BACKGROUND & AIMS: :Current models of brain development support the view that VEGF, a signaling protein secreted by neuronal cells, regulates angiogenesis and neuronal development. Here we demonstrate an autonomous and pivotal role for endothelial cell-derived VEGF that has far-reaching consequences for mouse brain development. Selective deletion of Vegf from endothelial cells resulted in impaired angiogenesis and marked perturbation of cortical cytoarchitecture. Abnormal cell clusters or heterotopias were detected in the marginal zone, and disorganization of cortical cells induced several malformations, including aberrant cortical lamination. Critical events during brain development-neuronal proliferation, differentiation, and migration were significantly affected. In addition, axonal tracts in the telencephalon were severely defective in the absence of endothelial VEGF. The unique roles of endothelial VEGF cannot be compensated by neuronal VEGF and underscores the high functional significance of endothelial VEGF for cerebral cortex development and from disease perspectives.

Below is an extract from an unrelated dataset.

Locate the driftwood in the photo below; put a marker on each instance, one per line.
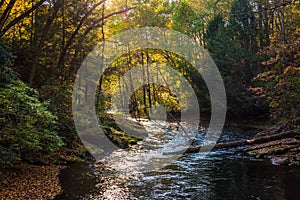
(239, 143)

背景与目标： : 目前的大脑发育模型支持以下观点: VEGF是神经元细胞分泌的信号蛋白，可调节血管生成和神经元发育。在这里，我们证明了内皮细胞衍生的VEGF的自主和关键作用，对小鼠大脑发育具有深远的影响。内皮细胞中Vegf的选择性缺失导致血管生成受损和皮质细胞结构的明显扰动。在边缘区检测到异常的细胞簇或异型，皮质细胞的紊乱引起了几种畸形，包括异常的皮质层合。大脑发育过程中的关键事件-神经元增殖，分化和迁移受到显着影响。此外，在没有内皮VEGF的情况下，端脑中的轴突束严重缺陷。内皮VEGF的独特作用不能通过神经元VEGF来补偿，并从疾病的角度强调了内皮VEGF对大脑皮层发育的高度功能意义。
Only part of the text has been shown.